08:11Ashley Goosman I think that's challenging.
My best recommendations is to go to the media sources that you, you
trust the most. Right. And I think a lot of that ends up being local.
information. A lot of our local authorities do work with vetted sources
at the government level. So whether that's NOAA, right, for weather
information, or whether that's, you know, getting through FEMA, I think
it's PAWS, or there's a variation of that, right, where you're getting
some information that is vetted. So usually that's coming through your
local authorities. They have the best, typically, on-the-ground
information that is available. I think those can be helpful. I think
there are good systems in place. I know that we've worked with utilities
right over the last several years to get out tornado alerts and and
other those sources of information. But I think the other piece that I
would suggest to an individual person is to do your research, to listen
to several sources of information, and then try to understand what's
coming through and what is maybe most consistent, and go from there.
09:25Paul Brandus Let's take a short break. More in just a moment.
Welcome back
that sound from Hurricane Katrina back in 2005, an NBC camera crew
hunkering down in a hotel to capture powerful images and sounds of
mother nature at her worst. Unfortunately, there have been plenty of
devastating storms, their names dotting the history books over the
years. Camille, Andrew, Michael, Ian. I mentioned Harvey earlier. Just
two weeks ago, there was Lee. But Katrina is still regarded as the
mother of all hurricanes, in modern times at least. It was a monstrous
storm that killed more than 1,800 people and caused as much as $145
billion in damages. Meredith Wilson says what compounded the tragedy of
Katrina was a communications breakdown before, during and after the
storm slammed into Louisiana, Mississippi and other parts of the Gulf
Coast.
12:57Meredith Wilson Hurricane Katrina actually
was a probably a much more devastating example of how that can go so
wrong. Right. And I don't remember I don't know if you remember, but,
you know, back in 2005, part of the problem was that the local
authorities did not notify people in time that it was coming. And they
weren't able to get out because not everyone could just get in their car
and go. A lot of them require actual buses to evacuate or whatever. And
that was a really good example of how a failure of local information
then leads to a crisis where people die.
13:35Paul Brandus And as if Katrina's
communications breakdown wasn't bad enough, among its after effects,
Meredith says, was an erosion of public trust, which lingers to this
day.
13:46Meredith Wilson In the aftermath of
situations like that, people lose trust, too. And once they lose trust,
it's really hard to gain it back. And, you know, and even in that case,
you know, the failures were across the board. It was local authorities,
it was federal authorities. And, you know, it took months of
remediation just to get things to a, you know, state of normal again,
because there were so many failures across the board. But I'm sure that
a lot of people that lived through that will really struggle to trust
local authorities again for a very long time. And once that happens,
that's where the disinformation comes in, right? That's where you start
to get people saying, well, I don't trust that politician. We saw this
very clearly during the pandemic, right? When those kind of scary days
right before we declared a state of emergency, when we started the real
lockdown and everybody had to stay home, you saw very clearly the
politicians people trusted and the politicians they didn't really
impacted what they did in those days, whether they wore masks, whether
they didn't wear masks, whether they actually stayed home, whether they
ignored lockdown. Those kinds of things impacted what they did and quite
likely impacted their health in the aftermath of that.

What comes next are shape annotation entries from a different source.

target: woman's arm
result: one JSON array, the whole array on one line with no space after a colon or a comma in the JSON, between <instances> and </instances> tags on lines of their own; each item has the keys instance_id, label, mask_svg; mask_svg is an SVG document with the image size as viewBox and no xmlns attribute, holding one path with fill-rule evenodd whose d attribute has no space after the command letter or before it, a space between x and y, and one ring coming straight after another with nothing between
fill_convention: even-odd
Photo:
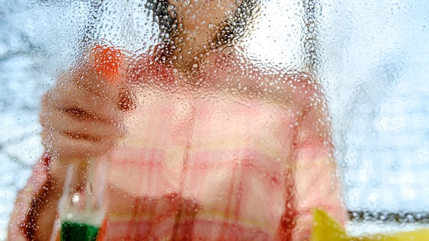
<instances>
[{"instance_id":1,"label":"woman's arm","mask_svg":"<svg viewBox=\"0 0 429 241\"><path fill-rule=\"evenodd\" d=\"M321 98L321 95L319 96ZM309 239L312 210L320 207L344 224L347 214L333 153L330 125L323 100L304 108L293 142L296 223L294 240Z\"/></svg>"}]
</instances>

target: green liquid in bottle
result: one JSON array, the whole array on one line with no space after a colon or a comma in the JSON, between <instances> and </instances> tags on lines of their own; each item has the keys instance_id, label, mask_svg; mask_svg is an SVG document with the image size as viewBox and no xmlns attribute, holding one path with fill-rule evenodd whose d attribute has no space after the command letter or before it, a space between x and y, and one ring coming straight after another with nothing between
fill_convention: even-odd
<instances>
[{"instance_id":1,"label":"green liquid in bottle","mask_svg":"<svg viewBox=\"0 0 429 241\"><path fill-rule=\"evenodd\" d=\"M99 228L69 221L61 225L61 241L96 241Z\"/></svg>"}]
</instances>

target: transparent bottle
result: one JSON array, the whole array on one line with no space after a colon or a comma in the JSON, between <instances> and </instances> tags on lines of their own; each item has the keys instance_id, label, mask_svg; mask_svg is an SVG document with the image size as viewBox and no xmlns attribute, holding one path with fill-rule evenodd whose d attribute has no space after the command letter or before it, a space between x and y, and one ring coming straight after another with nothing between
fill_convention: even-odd
<instances>
[{"instance_id":1,"label":"transparent bottle","mask_svg":"<svg viewBox=\"0 0 429 241\"><path fill-rule=\"evenodd\" d=\"M92 160L67 168L51 240L100 240L108 208L108 162Z\"/></svg>"}]
</instances>

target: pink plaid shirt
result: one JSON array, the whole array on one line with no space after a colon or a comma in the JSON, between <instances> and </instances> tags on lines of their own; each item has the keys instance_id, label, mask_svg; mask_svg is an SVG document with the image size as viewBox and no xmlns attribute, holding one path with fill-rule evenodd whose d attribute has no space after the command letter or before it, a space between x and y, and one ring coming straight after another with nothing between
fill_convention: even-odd
<instances>
[{"instance_id":1,"label":"pink plaid shirt","mask_svg":"<svg viewBox=\"0 0 429 241\"><path fill-rule=\"evenodd\" d=\"M239 55L209 60L191 84L145 56L131 68L136 108L110 155L101 236L301 240L315 207L344 222L317 86Z\"/></svg>"}]
</instances>

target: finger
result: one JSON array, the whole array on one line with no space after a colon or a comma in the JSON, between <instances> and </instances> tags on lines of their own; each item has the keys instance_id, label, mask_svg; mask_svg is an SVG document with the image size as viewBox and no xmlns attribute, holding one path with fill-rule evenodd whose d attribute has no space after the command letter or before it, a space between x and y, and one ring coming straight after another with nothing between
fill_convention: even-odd
<instances>
[{"instance_id":1,"label":"finger","mask_svg":"<svg viewBox=\"0 0 429 241\"><path fill-rule=\"evenodd\" d=\"M77 120L112 123L121 119L119 90L103 96L88 92L74 84L63 83L48 91L43 98L43 107L75 117Z\"/></svg>"}]
</instances>

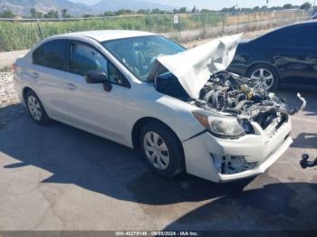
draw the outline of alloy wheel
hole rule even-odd
[[[34,96],[29,96],[27,99],[27,106],[33,118],[34,118],[36,121],[40,121],[42,118],[42,109],[40,102]]]
[[[143,138],[144,151],[149,162],[159,170],[168,168],[168,148],[162,137],[156,132],[149,131]]]

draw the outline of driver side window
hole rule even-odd
[[[108,74],[107,60],[92,47],[83,43],[71,45],[71,71],[79,75],[91,70],[101,70]]]
[[[97,50],[84,43],[71,44],[71,72],[83,76],[91,70],[103,71],[111,83],[125,86],[125,78]]]

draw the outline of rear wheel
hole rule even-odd
[[[246,76],[256,80],[268,91],[275,90],[280,84],[280,78],[275,69],[268,64],[253,66]]]
[[[184,170],[180,141],[162,123],[153,121],[145,124],[141,128],[139,144],[147,164],[159,175],[172,177]]]
[[[25,102],[32,118],[36,123],[44,125],[49,122],[50,118],[48,118],[40,99],[33,90],[27,91]]]

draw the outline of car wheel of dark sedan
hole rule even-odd
[[[173,177],[185,168],[184,154],[176,135],[164,124],[152,121],[140,132],[140,150],[148,165],[165,177]]]
[[[257,64],[248,70],[248,78],[256,80],[269,91],[275,90],[280,84],[280,78],[275,69],[267,64]]]

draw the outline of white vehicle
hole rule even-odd
[[[144,32],[57,35],[15,62],[15,88],[38,124],[52,118],[139,147],[164,176],[245,178],[293,140],[283,101],[224,71],[238,41],[186,50]]]

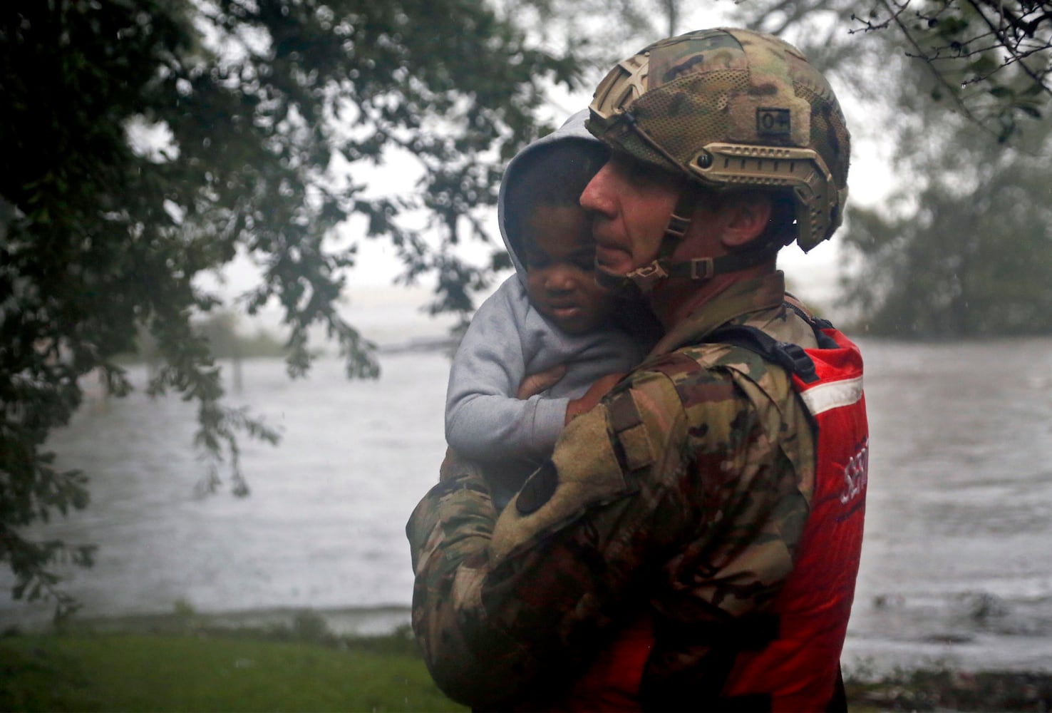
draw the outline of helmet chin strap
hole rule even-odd
[[[683,191],[680,199],[669,216],[668,225],[665,226],[665,235],[662,236],[661,246],[658,248],[658,257],[643,267],[636,267],[627,274],[616,274],[602,267],[595,269],[595,282],[607,290],[616,293],[642,293],[650,294],[653,288],[661,282],[669,278],[704,281],[717,274],[727,272],[737,272],[754,265],[772,260],[782,249],[783,245],[792,242],[792,237],[788,237],[788,242],[777,240],[764,241],[754,247],[745,250],[731,252],[719,258],[694,258],[681,262],[672,262],[672,252],[675,246],[683,240],[687,228],[690,227],[690,218],[685,218],[692,212],[693,198],[690,191]]]

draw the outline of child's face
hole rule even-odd
[[[530,304],[570,334],[602,326],[611,298],[595,284],[595,242],[588,213],[575,205],[543,205],[527,220],[526,290]]]

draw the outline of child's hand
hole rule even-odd
[[[624,378],[625,373],[624,371],[615,371],[605,376],[600,376],[588,387],[585,395],[580,399],[571,399],[570,403],[566,405],[565,423],[570,423],[582,413],[590,411],[606,395],[606,392],[612,389],[614,384]]]
[[[534,396],[545,389],[550,389],[565,375],[565,364],[557,364],[555,366],[545,369],[544,371],[531,373],[523,380],[522,384],[519,385],[519,391],[515,392],[515,398],[525,401],[530,396]]]

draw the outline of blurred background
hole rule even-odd
[[[701,5],[701,6],[700,6]],[[0,43],[0,629],[408,620],[507,160],[645,44],[800,46],[853,139],[790,288],[867,361],[846,659],[1052,669],[1049,3],[19,2]]]

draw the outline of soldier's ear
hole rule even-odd
[[[736,248],[752,242],[767,229],[772,205],[767,193],[750,190],[726,196],[720,210],[723,212],[720,241],[726,248]]]

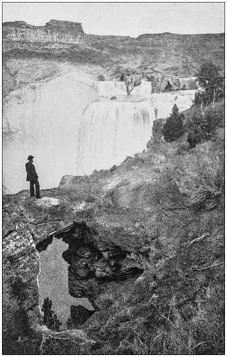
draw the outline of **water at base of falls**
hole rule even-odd
[[[88,310],[94,310],[88,299],[76,299],[68,293],[68,264],[62,258],[62,253],[68,247],[62,239],[53,238],[52,243],[39,253],[40,306],[42,308],[45,297],[52,301],[52,308],[62,322],[61,330],[68,328],[67,322],[70,322],[71,306],[82,305]]]
[[[79,132],[79,174],[110,169],[142,152],[155,119],[154,109],[145,102],[96,101],[88,106]]]
[[[124,82],[103,81],[98,82],[99,95],[126,95]]]
[[[76,151],[78,175],[109,169],[127,156],[142,152],[152,136],[154,120],[168,118],[175,103],[179,112],[189,109],[196,93],[185,90],[150,95],[151,84],[144,81],[129,95],[120,91],[111,97],[116,83],[124,86],[124,82],[99,82],[106,95],[83,112]]]
[[[164,119],[170,116],[174,104],[180,112],[191,108],[196,92],[196,90],[160,92],[153,93],[146,100],[154,108],[156,119]]]

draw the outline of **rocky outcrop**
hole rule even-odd
[[[168,73],[148,75],[151,82],[152,93],[163,90],[178,90],[180,89],[196,89],[196,77],[181,78]]]
[[[33,26],[24,21],[3,23],[3,41],[38,43],[83,44],[84,33],[79,23],[51,20],[44,26]],[[5,43],[7,47],[7,42]]]
[[[66,173],[77,175],[76,153],[82,113],[98,98],[96,82],[75,72],[34,82],[7,96],[3,106],[3,140],[5,193],[27,188],[21,158],[24,157],[25,164],[28,155],[34,156],[34,160],[39,158],[39,167],[34,162],[40,177],[46,177],[40,182],[43,188],[57,187]],[[51,175],[46,175],[49,160]],[[12,180],[12,172],[20,180]]]

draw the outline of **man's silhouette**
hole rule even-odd
[[[29,160],[25,164],[25,168],[27,171],[27,181],[30,181],[30,196],[31,197],[35,197],[35,189],[36,186],[36,198],[40,198],[40,184],[38,182],[38,175],[36,173],[35,166],[33,164],[34,156],[29,155],[27,158]]]

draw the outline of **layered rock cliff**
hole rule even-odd
[[[33,26],[14,21],[3,23],[3,38],[6,49],[8,41],[78,44],[84,42],[84,32],[79,23],[51,20],[44,26]]]

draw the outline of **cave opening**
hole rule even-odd
[[[51,300],[52,310],[62,323],[62,330],[78,328],[95,312],[88,298],[73,297],[70,294],[70,251],[67,243],[70,235],[68,232],[57,238],[52,236],[36,245],[40,258],[38,277],[40,307],[42,308],[45,298]]]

15:03Paul Brandus You know, when you think about
it, this is a doom loop. Authorities screw up, people die, trust is
eroded. And when the next crisis comes along, citizens, some of them
anyway, will be less willing to listen to the authorities. Meredith
calls this a political problem.
15:20Meredith Wilson You know, I think it, you
know, it's political in that this is where the trust factor comes in.
And so your politicians, for better or worse, are often in charge of
response to these things or they are the figurehead. They are the person
who's speaking about it. And the fact of the matter is that in this
country and in most countries now, we are so fragmented and so divided
that people are unwilling to place their trust in politicians that they
don't like or that don't identify with their party. And we've done this
to ourselves. There was a time where this was not the case. But in the
last 20, 30 years, it really has become a if I don't trust you, I'm not
going to do what you say sort of situation, or I'm going to trust my own
sources. Why it's political, I guess that's because politics are what
lead our society, but it is painfully obvious when we have a crisis and
we don't respond well because of it.
16:29Paul Brandus Like I said, a doom loop. The
bonds of trust break down, the cycle repeats. Earlier, Ashley Goosman
mentioned the fog of war. I'd like to come back to that for a minute.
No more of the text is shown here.